Dans les grandes surfaces, beaucoup de fruits et légumes bios sont encore vendus dans des emballages en plastique. N’est-ce pas contradictoire?

Nous comprenons l’irritation des consommateurs face à ces emballages. Mais la loi prévoit une séparation claire des denrées: les produits biologiques et les produits conventionnels ne peuvent pas être mélangés. L’emballage des produits est un problème très complexe que Bio Suisse ne peut résoudre et qui relève donc clairement de la responsabilité des transformateurs et du commerce de détail. Avec nos partenaires, nous cherchons toutefois des solutions nouvelles et pratiques.
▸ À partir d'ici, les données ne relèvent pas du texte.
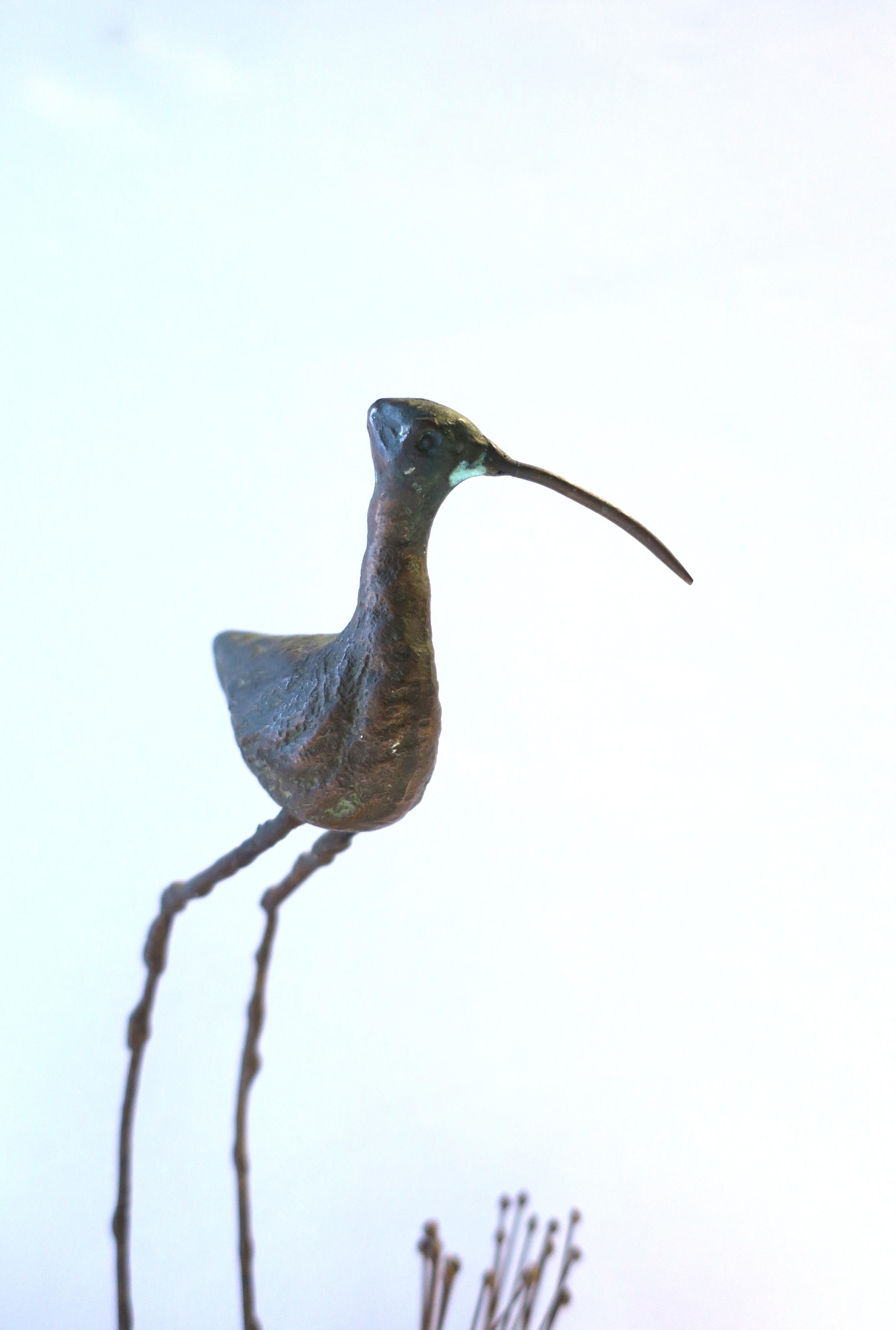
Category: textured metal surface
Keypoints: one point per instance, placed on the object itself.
(342, 729)
(322, 853)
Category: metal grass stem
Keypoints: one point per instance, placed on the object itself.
(323, 852)
(173, 901)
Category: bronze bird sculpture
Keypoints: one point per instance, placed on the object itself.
(342, 729)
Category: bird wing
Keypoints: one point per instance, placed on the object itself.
(253, 664)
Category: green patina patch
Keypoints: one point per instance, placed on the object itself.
(464, 470)
(346, 807)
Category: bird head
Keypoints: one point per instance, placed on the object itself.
(429, 450)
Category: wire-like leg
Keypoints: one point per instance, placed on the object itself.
(323, 850)
(174, 898)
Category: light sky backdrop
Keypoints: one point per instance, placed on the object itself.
(635, 950)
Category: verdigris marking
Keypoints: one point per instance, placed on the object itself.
(464, 470)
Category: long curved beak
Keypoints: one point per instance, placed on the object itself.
(499, 465)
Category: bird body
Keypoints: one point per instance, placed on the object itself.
(342, 729)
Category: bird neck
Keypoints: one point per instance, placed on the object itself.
(394, 592)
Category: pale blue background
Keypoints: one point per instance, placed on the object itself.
(635, 950)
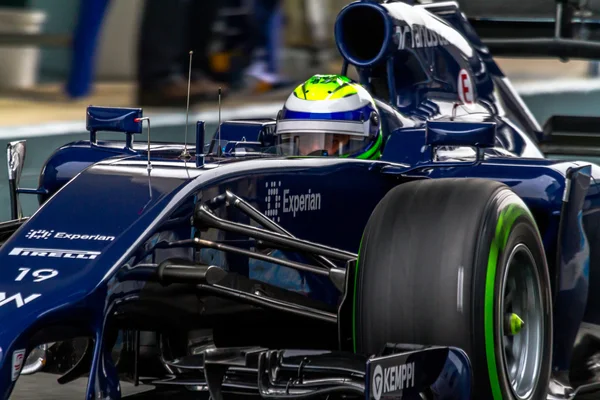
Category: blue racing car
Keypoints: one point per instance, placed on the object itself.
(401, 235)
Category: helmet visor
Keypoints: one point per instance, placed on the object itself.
(320, 144)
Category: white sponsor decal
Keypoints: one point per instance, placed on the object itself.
(45, 234)
(418, 37)
(377, 386)
(392, 379)
(18, 360)
(295, 203)
(55, 253)
(17, 298)
(281, 201)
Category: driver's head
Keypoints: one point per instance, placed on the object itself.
(330, 115)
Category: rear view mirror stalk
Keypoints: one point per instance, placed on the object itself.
(15, 152)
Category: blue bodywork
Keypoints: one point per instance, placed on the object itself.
(102, 210)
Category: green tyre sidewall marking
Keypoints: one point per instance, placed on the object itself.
(505, 222)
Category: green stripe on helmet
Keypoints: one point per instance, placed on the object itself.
(326, 87)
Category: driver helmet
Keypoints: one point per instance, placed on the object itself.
(330, 115)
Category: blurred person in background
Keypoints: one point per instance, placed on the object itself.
(169, 30)
(265, 68)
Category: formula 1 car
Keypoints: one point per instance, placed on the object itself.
(460, 264)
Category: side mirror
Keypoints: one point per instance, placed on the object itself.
(15, 153)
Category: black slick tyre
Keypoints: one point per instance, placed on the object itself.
(459, 262)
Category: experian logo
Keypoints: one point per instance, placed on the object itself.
(44, 234)
(301, 202)
(55, 253)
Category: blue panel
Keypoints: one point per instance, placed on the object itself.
(446, 133)
(114, 119)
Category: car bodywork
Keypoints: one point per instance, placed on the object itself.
(120, 220)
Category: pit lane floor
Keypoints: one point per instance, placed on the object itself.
(30, 387)
(44, 386)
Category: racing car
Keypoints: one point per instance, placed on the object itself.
(457, 260)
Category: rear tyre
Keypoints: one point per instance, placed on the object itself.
(459, 262)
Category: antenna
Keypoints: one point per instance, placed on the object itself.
(185, 153)
(149, 167)
(219, 135)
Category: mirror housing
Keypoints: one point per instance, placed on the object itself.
(15, 156)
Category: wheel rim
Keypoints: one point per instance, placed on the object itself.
(522, 302)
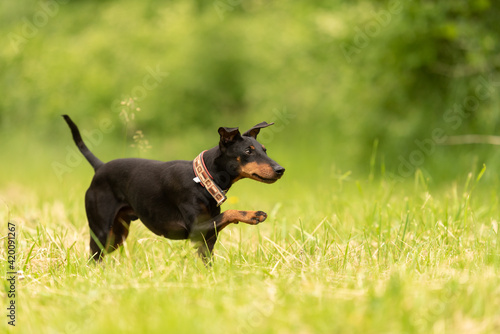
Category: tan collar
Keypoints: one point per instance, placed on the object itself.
(206, 180)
D’énormes progrès ont été réalisés ces dernières années.

UNE AGRICULTURE 100% BIO EN 2050?

Une révolution toutefois possible et même indispensable, selon l’ancien paysan, à la survie future de l’agriculture et à la pérennité de l’alimentation. «Un sol vivant, c’est la garantie de manger demain. Une terre qui perd de sa fertilité est une terre qui se meurt et qui sera un jour abandonnée.»

En 2017, une étude publiée dans la revue scientifique Nature Communications affirmait que l’agriculture biologique serait à même de nourrir l’ensemble de la population mondiale en 2050, estimée à 9,8 milliards d’individus, selon l’ONU, à condition de réduire le gaspillage alimentaire et de diminuer drastiquement notre consommation de produits carnés afin de libérer des surfaces aujourd’hui consacrées à l’élevage pour augmenter ainsi celles destinées aux cultures. «D’une envolée quantitative réussie, nous devons revenir à une production qualitative durable», insiste Fernand Cuche. En 2019, près de 7000 fermes ont produit selon les directives de Bio Suisse, soit 15,3% des exploitations de notre pays. Depuis le début de l’année, 299 domaines, dont 84 rien qu’en Romandie, se sont convertis à l’agriculture biologique. «Les paysans sont toujours plus nombreux à s’y mettre, conscients que le marché et les habitudes des consommateurs évoluent dans cette direction. Beaucoup d’entre eux déclarent avoir retrouvé une harmonie avec la nature et davantage de plaisir dans ce métier. Je n’en connais aucun qui souhaiterait revenir en arrière.»

 

AURÉLIE JAQUET

+ D’INFOS www.bio-suisse.ch

UN SIÈCLE D’HISTOIRE

Les débuts de l’agriculture biologique suisse remontent aux années 1920, inspirés notamment par le mouvement anthroposophique fondé par Rudolf Steiner au début du XXe siècle. Mais il faudra  attendre cinquante ans pour que son organisation s’institutionnalise véritablement, avec la création en 1973 de l’Institut de recherche de l’agriculture biologique (FiBL) puis celle, en 1981, de l’Association des groupements de producteurs biologiques suisses, devenue Bio Suisse en 1997. La reconnaissance étatique et le soutien financier de ce mode de production ont commencé au niveau cantonal à la fin des années 1980. En 1992, l’agriculture biologique a été reconnue au niveau fédéral et intégrée dans la loi sur l’agriculture comme forme de production digne de soutien.